Who Are You Holding Hostage?
Sometimes
we take another person hostage within our hearts. Subconsciously, we want this
person to give us something. And that something is usually the same something
we wanted and needed our mothers or fathers to give us, like love, approval,
affirmation, warmth or a sense of belonging. Mom and Dad weren’t able to give
us these things. For whatever reason, they didn’t have them to give. And more
often than not, the persons that we tend to take hostage in our hearts are
exactly like Mom and Dad. They are equally unable to give us what we want and
need because they don’t have it to give.
The
problem is that we rarely understand this. We don’t get it that the very people
we are most attracted to are the very people who are most like our emotionally
unavailable parents. This doesn’t mean that they aren’t good people. They may
be kind, attentive and generous in other ways, but when it comes to what we
really need from them—love and affirmation—their wellsprings have long been dry.
No
one can give us something they don’t possess. And too often we don’t understand
this. We expect that they should be able to give us the love and approval that
we so desperately need from them. When they default on our demands, we then
become frustrated and angry with them.
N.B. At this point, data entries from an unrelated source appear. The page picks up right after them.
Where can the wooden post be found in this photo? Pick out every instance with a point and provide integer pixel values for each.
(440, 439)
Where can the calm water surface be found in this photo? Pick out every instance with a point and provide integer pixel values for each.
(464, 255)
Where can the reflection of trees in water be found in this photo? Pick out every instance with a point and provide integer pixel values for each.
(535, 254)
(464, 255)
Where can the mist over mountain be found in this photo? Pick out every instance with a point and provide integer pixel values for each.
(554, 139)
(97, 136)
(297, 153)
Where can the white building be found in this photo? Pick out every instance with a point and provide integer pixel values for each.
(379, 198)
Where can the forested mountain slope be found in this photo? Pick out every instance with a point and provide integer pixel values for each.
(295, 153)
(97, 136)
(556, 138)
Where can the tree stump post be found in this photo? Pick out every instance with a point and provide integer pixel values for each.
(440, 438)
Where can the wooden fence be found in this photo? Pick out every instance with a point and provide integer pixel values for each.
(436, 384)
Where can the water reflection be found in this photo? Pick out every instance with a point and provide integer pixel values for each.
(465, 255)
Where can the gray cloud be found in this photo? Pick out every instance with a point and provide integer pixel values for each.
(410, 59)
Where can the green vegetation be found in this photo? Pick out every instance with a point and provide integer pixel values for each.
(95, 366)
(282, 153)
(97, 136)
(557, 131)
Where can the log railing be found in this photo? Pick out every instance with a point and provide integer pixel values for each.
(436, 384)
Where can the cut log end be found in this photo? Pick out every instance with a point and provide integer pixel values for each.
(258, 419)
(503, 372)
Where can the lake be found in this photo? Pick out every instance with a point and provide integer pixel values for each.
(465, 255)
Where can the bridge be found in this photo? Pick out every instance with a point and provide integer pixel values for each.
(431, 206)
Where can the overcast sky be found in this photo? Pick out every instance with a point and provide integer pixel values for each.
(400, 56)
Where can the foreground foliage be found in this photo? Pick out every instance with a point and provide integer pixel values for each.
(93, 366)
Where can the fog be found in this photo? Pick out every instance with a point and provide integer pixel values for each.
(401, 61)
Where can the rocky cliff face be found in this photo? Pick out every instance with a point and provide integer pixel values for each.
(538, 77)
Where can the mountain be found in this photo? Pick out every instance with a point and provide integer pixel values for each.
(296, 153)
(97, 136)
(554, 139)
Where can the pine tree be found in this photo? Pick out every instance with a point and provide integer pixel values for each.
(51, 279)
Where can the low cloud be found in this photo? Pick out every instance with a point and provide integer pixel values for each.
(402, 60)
And then many of us go storming out of
the relationship disappointed and feeling even less lovable than we did before
we entered it.
The
point I’m making here is that we need to know and understand our own behavior
when we are making demands on other people-- in addition to understanding their
behavior. First we need to understand that certain other people we are
attracted to are emotionally unavailable. In fact, that IS the attraction-- the
very fact that they ARE emotionally unavailable just like Mom or Dad. Secondly,
we need to understand that we are emotionally demanding that they give us the
love that they do not have to give. We need to understand that we are trying to
squeeze lemonade out of a rock. And we need to stop it.
And
we also need to gain great insight to this: Just because we finally get what’s
happening—the fact that this person cannot give us what we want—doesn’t mean
that in our minds and hearts we aren’t still expecting that they should still
be giving it to us. I’ve discovered that even when I realize that someone can’t
give me what I want from them, deep down I am still wanting them to give it to
me anyway. And I’m still treating them like they should be able to give me the
love I want. This is because I haven’t fully accepted the fact that they are
incapable and that I need to surrender my desires to a Higher Power, accept
that this person can’t love me the way that I need them to and let go of my
inner mental and emotional demands that they be able to do so.
If
you are currently taking someone hostage in your heart take a few moments to
understand your attraction to this person, to understand whether or not they
are emotionally available and to understand whether or not they are equipped to
meet the emotional demands you are placing on them. If they are not emotionally
available to you—or anyone—then ask God to help you release them. Understand
that the fact that they can’t give you the love you need isn’t about you, it’s
about them. It doesn’t mean that you are unlovable. It just means that you have
chosen the wrong person to meet your emotional needs. Release this person with
love, understanding that he/she may still be a good friend to you, and that
they, too, are broken inside in ways that are every bit as painful for them as
your own brokenness is painful for you.
Detach
with love and then be open to meeting people who are emotionally available and
who can give you the emotional nurturing that you need.